Some common signs of heatstroke in dogs include:
- Heavy panting
- Rapid and/or difficulty breathing
- Increased heart rate with a bounding pulse
- Lack of coordination
- Vomiting and diarrhea
- A deep red or purple colored tongue
- Excessive drooling/salivation
The salivation occurs as the body works harder and harder to get rid of pent-up heat. As heatstroke progresses, severe breathing distress occurs. Many dogs will seem as if they can’t catch their breath. Flip their lips and look at the gums and tongue—the gums become bright red, and bruises can be seen on the gums or skin.
As the condition worsens, collapse, seizures, lethargy, and abnormal mental states occur. Increased urination, bloody diarrhea, and vomiting blood may occur due to damage of the blood vessels in the intestines and stomach.
A sign that the condition is worsening is that previously dark and reddish gums become pale and ashen. The pulse then weakens. The elevated body temperature may decrease to below normal, and neurological signs such as seizures and coma can occur, often preceding death.
Cooling is critical. Start cooling efforts prior to and on the way to the nearest veterinarian. Too much cooling, however, can make things worse. The most important thing to do is to get the dog to the vet—any vet—quickly.
What you can do to help:
- Get the dog out of the sun, ideally into an air-conditioned home.
- Lay the dog on a cool surface (tile flooring is great).
- Direct a fan on them if one is available.

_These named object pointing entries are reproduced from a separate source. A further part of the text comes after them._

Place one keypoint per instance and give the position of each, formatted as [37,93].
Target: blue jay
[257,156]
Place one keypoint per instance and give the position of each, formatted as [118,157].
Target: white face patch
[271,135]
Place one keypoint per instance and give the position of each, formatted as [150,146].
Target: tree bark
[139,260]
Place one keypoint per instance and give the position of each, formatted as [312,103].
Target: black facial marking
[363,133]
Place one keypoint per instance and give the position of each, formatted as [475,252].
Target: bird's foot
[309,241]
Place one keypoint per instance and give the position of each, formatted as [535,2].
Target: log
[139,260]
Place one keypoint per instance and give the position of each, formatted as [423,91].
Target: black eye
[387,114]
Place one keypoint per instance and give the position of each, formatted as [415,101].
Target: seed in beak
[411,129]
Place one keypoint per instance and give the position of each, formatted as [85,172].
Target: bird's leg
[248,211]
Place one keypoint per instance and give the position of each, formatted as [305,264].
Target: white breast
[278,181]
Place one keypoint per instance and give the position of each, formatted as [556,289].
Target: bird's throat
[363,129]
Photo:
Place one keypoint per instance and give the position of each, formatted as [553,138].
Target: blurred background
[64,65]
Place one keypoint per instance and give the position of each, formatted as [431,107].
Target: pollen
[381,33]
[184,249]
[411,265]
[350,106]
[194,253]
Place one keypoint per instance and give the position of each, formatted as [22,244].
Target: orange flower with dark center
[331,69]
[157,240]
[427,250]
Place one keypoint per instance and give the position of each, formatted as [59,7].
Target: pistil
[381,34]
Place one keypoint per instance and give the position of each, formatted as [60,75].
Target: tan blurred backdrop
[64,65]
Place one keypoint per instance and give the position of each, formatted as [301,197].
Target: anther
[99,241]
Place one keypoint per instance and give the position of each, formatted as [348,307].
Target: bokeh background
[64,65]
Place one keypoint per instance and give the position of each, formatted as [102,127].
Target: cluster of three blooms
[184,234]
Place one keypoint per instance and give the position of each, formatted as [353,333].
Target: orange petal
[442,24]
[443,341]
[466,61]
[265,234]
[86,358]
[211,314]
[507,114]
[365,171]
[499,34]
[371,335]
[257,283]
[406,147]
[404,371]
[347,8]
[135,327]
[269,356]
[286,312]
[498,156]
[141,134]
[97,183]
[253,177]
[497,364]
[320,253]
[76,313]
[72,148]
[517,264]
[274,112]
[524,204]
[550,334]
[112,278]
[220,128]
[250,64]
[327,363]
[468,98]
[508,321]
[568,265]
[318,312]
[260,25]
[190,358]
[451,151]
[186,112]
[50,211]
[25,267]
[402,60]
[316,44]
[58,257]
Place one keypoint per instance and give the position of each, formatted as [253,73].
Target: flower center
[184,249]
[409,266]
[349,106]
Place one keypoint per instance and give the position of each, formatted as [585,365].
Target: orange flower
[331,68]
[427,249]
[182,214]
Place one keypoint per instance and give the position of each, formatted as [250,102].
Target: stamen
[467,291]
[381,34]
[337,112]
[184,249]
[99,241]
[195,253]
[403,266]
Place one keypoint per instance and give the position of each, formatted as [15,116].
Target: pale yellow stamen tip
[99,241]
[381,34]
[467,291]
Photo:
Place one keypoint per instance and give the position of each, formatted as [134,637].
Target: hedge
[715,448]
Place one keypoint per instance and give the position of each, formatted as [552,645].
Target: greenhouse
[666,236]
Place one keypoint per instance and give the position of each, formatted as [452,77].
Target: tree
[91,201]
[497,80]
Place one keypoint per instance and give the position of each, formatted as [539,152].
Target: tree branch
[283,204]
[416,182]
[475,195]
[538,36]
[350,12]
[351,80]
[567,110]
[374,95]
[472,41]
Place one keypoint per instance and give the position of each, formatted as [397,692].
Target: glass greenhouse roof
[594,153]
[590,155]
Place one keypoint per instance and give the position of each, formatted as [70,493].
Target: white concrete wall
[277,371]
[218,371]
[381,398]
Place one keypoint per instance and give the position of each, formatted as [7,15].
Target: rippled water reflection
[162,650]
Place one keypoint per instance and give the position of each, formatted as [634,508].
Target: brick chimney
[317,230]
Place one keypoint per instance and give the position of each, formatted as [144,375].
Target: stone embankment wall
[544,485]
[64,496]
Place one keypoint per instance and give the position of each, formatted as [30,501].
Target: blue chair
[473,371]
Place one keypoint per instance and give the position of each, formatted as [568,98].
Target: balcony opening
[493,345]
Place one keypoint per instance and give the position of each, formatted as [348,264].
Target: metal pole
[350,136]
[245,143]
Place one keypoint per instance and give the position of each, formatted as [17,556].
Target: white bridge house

- Place cool (not ice cold), wet towels over the back of the neck, armpits, and groin area.
- Wet ear flaps and paws with cool water.
- Use a rectal thermometer to monitor their temperature every few minutes.
What NOT to do:
- Don’t use ice or cold water. This causes the blood vessels in the skin to constrict, trapping heat in the body’s core, where it’s causing the most damage.
- Don’t over cool your dog. Once the rectal temperature drops to 103 F, stop the measures described above and get to the vet if you haven’t left already.
- Don’t force your dog to drink—it’s OK to have a bowl of fresh cool water available if your dog is interested in drinking on his or her own.
- Don’t leave your dog unattended for any length of time.
- Don’t take a “wait-and-see” approach. Dogs that are allowed to “sleep it off” are almost always worse later.
Once your dog reaches the veterinary hospital, the health care team will take over with more intense therapies as needed.
The overall prognosis for a dog with heatstroke depends on the length of time the animal had an elevated temperature, the degree of temperature elevation, the amount of organ damage incurred, and the response to intensive supportive care.
Recovered animals may still have some neurological deficits. In one study of 54 cases, the overall death rate was 50%.
Take the heat off your pet with proper preventive measures. The dog days of summer can be an enjoyable time for all, as long as you stay cool and safe.